Source file ⇒ 2017-lec21.Rmd

Today

  1. escaping metacharacters in bash
  2. Review sed
  3. Anatomy of a URL
  4. Example of datascraping with command line tools and shell script

1. escaping meta characters in BASH

BASH is a type of shell that we use to communicate with the operating system Ubuntu (a version of Unix). Everything we type in the terminal is interpretted by bash. There are special characters in bash. For example Bash uses whitespace to determine where words begin and end. The first word is the command name and additional words become arguments to that command.

There are different ways to escape special characters including using a backslash \ or if there are many special characters you wish to have their literal meaning you can use single quotes, for example

echo hello     my friend

echo hello \ \ \ \ my friend


echo "hello     my friend"

echo hello"     "my friend
## hello my friend
## hello     my friend
## hello     my friend
## hello     my friend

Here are some other special characters in BASH:

special characters

2. The unix command sed

Sed has many uses but we will focus on sed for substitution

syntax: sed s/regex/replacement/FLAG file OR

cat file | sed s/regex/replacement/FLAG

FLAGS can be any of the following:

  • nothing Replace only first instance of Regexp with replacement
  • g Replace all the instances of Regexp with replacement
  • n Could be any number, replae nth instance of regex with replacement
  • i match Regex in a case insensitive manner.

EXAMPLE:

echo one two three, three two one, one one hundred | sed s/one/ONE/2  

echo how ya doing | sed s/\ //g  

echo 1A2B3C | sed s/[^A-Z]//g

echo 1A2B3C | sed s/[[:digit:]]//g
## one two three, three two ONE, one one hundred
## howyadoing
## ABC
## ABC

EXAMPLE:

echo day sunday | sed s/day/night/
## night sunday

We can put our unix command in a script called sedscript.sh with a parameter for night as follows:

Steps:

  1. type nano sedscript.sh
  2. define a shebang (#!/usr/bin/env bash) at the top of the script
  3. copy and paste the above commands with parameter ($1) in place of night.
  4. in terminal add permission to execute (chmod u+x sedscript.sh)
  5. parameterize (./sedscript.sh gloomy)

3. How a browser initiates a request: anatomy of a url

HTTP (hypertext transfer protocol) allows for communication between a client and host via request/response messages.
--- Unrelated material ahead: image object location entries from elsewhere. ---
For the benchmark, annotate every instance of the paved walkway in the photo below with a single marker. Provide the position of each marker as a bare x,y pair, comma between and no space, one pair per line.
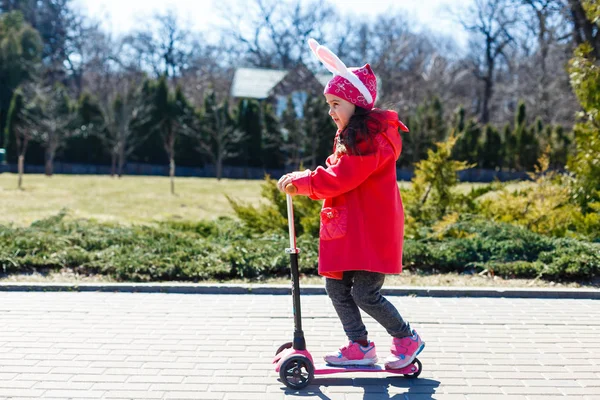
215,346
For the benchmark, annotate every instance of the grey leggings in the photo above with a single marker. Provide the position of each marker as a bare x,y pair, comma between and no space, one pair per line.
362,289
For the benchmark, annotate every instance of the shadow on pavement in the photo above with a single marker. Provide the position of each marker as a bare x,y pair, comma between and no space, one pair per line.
374,388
There are two important parts to http: the request, the data sent to the server, and the response, the data sent back from the server.
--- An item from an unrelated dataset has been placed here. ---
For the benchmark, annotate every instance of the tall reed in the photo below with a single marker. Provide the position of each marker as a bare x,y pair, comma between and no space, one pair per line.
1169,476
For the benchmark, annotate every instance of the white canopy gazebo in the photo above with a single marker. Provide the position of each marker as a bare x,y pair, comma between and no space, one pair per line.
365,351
At the heart of web communication is the request message, which are sent via Uniform Resource Locators (URLs).

The protocol is usually http, but it can be https for secure communications. www.domain.com represents the Domain Name System (DNS) name of the web server which listens for http requests on port 80 by default but one can be set explicitly, as illustrated above. The resource path is the local path to the resource on the server. A query, following ?, is a set of characters to recover specific information from a database. The query in this example consists of a field or variable, technically called a key in this context (here, it is the words “a”), followed by an equals sign (=), followed by the value for that key (here, it is the word “b”). Each key and its corresponding value, denoted as an equation, is called a key-value pair. A query may contain several key-value pairs. This example has two. When there is more than one key-value pair, they are typically separated by ampersands (&).

For example:

Here is one with a default port and no query:

For example here is a URL we will use later.

http://data.un.org/Handlers/DownloadHandler.ashx?DataFilter=itemCode:526&DataMartId=FAO&Format=csv&c=2,3,4,5,6,7&s=countryName:asc,elementCode:asc,year:desc

Identify the protocol, host, port, resource path, and queries.
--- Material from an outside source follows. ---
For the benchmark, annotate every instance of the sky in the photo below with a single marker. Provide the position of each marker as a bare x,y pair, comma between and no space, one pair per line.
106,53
4. Examples of Data Scraping using command line tools and a shell sript

Lets figure out which countries are the top 5 producers of apricots (or other fruits). We’ll use United Nations Food and Agriculture Organization (FAO) data on agricultural production.

Go to http://data.un.org/Explorer.aspx?d=FAO

click on FAO Data

click on “Crops” (you will see a bunch of agricultural products with “Preview” and View data" links)

click on “View Data” for apricots as an example and you will see a “Download” button (circled in picture below) that allows you to download a CSV of the data. This is one way to download the data.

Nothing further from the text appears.